Truth be told, this bottle bill shouldn’t even be on the ballot.
A recent Globe poll showed 62 percent of voters favor it. And 209 of the state’s 351 cities and towns have passed resolutions supporting it.
On Beacon Hill, it has been supported by at least a hundred legislators, and the governor. The Senate has approved it. But time and again, House speakers
have refused to allow it to the floor for a vote, fearing the wrath of the voters who might think it’s too much like a tax. It’s hard to recall another case where the will of so many people was thwarted so utterly, for so long.
Now beverage and retail lobbyists are emerging from behind the closed doors of Beacon Hill to persuade you to vote “No” on Question 2. They’ve
set up a website that appropriates the green and blue colors of the environmental movement to convince you we’re all on the same yes-to-more-recycling team.
A few inconvenient facts get in their way, however.

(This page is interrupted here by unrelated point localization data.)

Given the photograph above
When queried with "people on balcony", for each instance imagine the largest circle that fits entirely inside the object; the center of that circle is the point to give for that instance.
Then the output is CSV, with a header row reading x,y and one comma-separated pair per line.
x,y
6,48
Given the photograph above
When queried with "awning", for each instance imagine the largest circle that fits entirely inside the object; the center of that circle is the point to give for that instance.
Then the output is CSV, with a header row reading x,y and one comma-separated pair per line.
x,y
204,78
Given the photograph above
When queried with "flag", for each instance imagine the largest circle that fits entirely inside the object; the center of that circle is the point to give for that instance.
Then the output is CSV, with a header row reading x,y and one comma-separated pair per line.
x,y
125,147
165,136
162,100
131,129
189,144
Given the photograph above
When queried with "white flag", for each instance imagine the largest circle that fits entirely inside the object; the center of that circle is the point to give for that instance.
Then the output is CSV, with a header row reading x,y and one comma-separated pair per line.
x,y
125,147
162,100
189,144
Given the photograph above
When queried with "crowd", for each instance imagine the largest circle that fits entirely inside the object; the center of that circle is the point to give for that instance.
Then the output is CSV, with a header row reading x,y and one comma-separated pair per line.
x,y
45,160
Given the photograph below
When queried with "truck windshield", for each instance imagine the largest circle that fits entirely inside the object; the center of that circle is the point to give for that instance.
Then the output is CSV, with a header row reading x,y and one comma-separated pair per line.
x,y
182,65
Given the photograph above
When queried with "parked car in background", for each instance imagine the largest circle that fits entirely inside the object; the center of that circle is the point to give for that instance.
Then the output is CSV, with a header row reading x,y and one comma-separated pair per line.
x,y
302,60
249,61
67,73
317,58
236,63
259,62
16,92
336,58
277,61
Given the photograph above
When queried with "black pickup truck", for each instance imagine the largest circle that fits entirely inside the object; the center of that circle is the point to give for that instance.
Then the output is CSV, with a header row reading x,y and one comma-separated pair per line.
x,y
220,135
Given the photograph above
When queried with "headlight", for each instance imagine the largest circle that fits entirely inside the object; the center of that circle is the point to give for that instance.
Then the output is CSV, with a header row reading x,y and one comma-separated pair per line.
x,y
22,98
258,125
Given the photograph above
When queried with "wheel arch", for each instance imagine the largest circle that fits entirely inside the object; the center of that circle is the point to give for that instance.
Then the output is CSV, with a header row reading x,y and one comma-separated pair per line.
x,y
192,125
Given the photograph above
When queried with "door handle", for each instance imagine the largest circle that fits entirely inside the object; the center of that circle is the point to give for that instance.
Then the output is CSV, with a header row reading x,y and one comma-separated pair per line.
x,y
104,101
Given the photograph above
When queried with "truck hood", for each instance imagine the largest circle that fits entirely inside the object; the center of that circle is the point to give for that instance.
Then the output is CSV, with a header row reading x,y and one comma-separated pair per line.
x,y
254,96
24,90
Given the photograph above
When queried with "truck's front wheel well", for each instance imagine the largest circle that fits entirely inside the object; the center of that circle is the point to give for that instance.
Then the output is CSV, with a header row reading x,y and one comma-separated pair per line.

In Massachusetts, we buy 3.5 billion drinks in on-the-go containers each year. Only a third of those get recycled. The rest — enough to fill Fenway Park — are tossed in the trash, ending up in landfills, where they last close to forever, and cost cities and towns
more than $7 million a year. The vast majority of those are containers that carry no 5-cent deposit, holding sports drinks, water, and other drinks that weren’t around back when the original bottle bill passed more than 30 years ago. We recycle 79 percent of containers that carry deposits. And only 23 percent of those that don’t. Deposits clearly work.
But well-funded opponents argue deposits are an old idea, as if this makes them inherently bad. They say we should do more curbside recycling, rather than encouraging people to bring in empties to collect their deposits. Why can’t we do both? They say expanding the bill will cost $60 million, though their website doesn’t make it clear who’ll be paying this sum: Consumers will be able to get their deposits back. The beverage companies claim to be worried about consumers, to whom, they say, they’ll have to pass along any extra costs. While it’s truly touching that the same guys who have no problem charging a buck for the exact same water you can get from your faucet for pennies are stricken with concern for their customers’ well-being, reality is not on their side.
The Massachusetts Department of Environmental Protection surveyed drink prices in several New England states
and found no difference between states with expanded bottle deposit laws and those without. The same report found claims by retailers that expanding the bill would deluge them with bottles they couldn’t handle are similarly iffy: Big supermarkets (stores under 3,000 feet would not have to take empties) are capable of accepting many more bottles than they currently do.
The companies making the massive profits from these plastic containers want no responsibility for them once the drinks are drunk. They’d rather that burden be carried by municipalities, and taxpayers.
Now they’ll spend millions to convince you that you want that, too.